‘...DOGS ARE being seized and abandoned in equal measure in the wake of the panic about pit bull terriers sweeping the country.
In Merseyside, over 30 suspected illegal dogs have been seized in police raids aimed at smashing an alleged dog fighting ring, whilst a number of alleged pit bull dogs have been seized at addresses in Liversedge and Heckmondwike, West Yorkshire on Saturday. The dogs are being held by West Yorkshire police, who said DNA and other tests would be carried out to confirm the breeds.
More worryingly, there are reports of dozens of Staffordshire Bull Terrier crossbreeds being abandoned at rescue centres or worse, being handed to vets to be put to sleep because their owners are fearful that the dogs are ‘pit bulls’ or that they may be seized by police as pit bulls.
One vet in Wales reported that he had put down ten Staffie crosses by Friday last week. Peter Heathcote of Budget Vets in Abertilly, Gwent has said that he will not be putting down any more healthy dogs merely because of concerns as to what ‘type’ of dog they are and has set up a dedicated mobile helpline and offering people confidential and impartial advice on identifying their dog’s breed and caring for it properly.
Mr Heathcote told OUR DOGS: ‘2007 has started in the most awful way for dogs after the horrific attack on a little girl by a banned breed. Since that tragic day dozens of family pets that have never so much as snarled at anyone have been destroyed or abandoned. I cannot describe to you how awful it is to hold a healthy friendly dog as it wags its tail and is then injected with an overdose of anaesthetic for simply being a Staffordshire Bull Terrier cross breed.’

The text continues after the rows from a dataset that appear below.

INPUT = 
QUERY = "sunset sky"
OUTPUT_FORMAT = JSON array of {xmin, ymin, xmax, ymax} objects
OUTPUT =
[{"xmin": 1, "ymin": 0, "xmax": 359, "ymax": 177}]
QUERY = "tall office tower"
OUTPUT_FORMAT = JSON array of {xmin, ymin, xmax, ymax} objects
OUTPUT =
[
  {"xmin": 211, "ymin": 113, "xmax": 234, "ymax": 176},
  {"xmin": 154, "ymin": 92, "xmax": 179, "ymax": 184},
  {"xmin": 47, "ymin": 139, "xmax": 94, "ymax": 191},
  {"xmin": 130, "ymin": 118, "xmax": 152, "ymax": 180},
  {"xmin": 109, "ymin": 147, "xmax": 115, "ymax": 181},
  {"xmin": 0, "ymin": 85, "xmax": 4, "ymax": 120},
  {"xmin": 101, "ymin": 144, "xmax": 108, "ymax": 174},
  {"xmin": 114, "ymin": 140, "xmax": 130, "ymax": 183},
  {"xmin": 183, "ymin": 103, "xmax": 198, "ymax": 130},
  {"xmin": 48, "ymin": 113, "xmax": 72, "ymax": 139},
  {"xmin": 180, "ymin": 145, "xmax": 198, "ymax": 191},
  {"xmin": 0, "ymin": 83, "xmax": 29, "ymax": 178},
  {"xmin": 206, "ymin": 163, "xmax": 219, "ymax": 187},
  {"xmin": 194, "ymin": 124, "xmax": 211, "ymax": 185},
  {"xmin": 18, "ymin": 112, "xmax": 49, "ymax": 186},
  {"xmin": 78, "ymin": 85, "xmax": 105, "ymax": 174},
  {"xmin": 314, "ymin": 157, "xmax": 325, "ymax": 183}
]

Meanwhile in Bolton, Lancashire, the owner of a Staffie cross was horrified when staff at her local council dog pound refused to release the dog back to her after it had been handed in as a missing dog, saying that they believed it to be of the ‘pit bull type’ and would be notifying the police.
The owner, who asked to remain anonymous, told OUR DOGS: ‘My dog escaped from my garden when somebody left the gate open. She was picked up by a dog warden and taken to the local pound where, thankfully, I was able to locate her without too much trouble. I was overjoyed that she was safe and paid the set fee for her to be handed back to me. But when I went to the pound they refused to hand her back saying they believed she was a pit bull ‘type’ and would have to be seen by the police. They even had the cheek to offer me my money back if I would voluntarily leave her there!’
The owner sought help from OUR DOGS and was given contact details of an expert who regularly identifies dogs in DDA cases in the hope that it could be proven swiftly that her dog was not a pit bull ‘type’.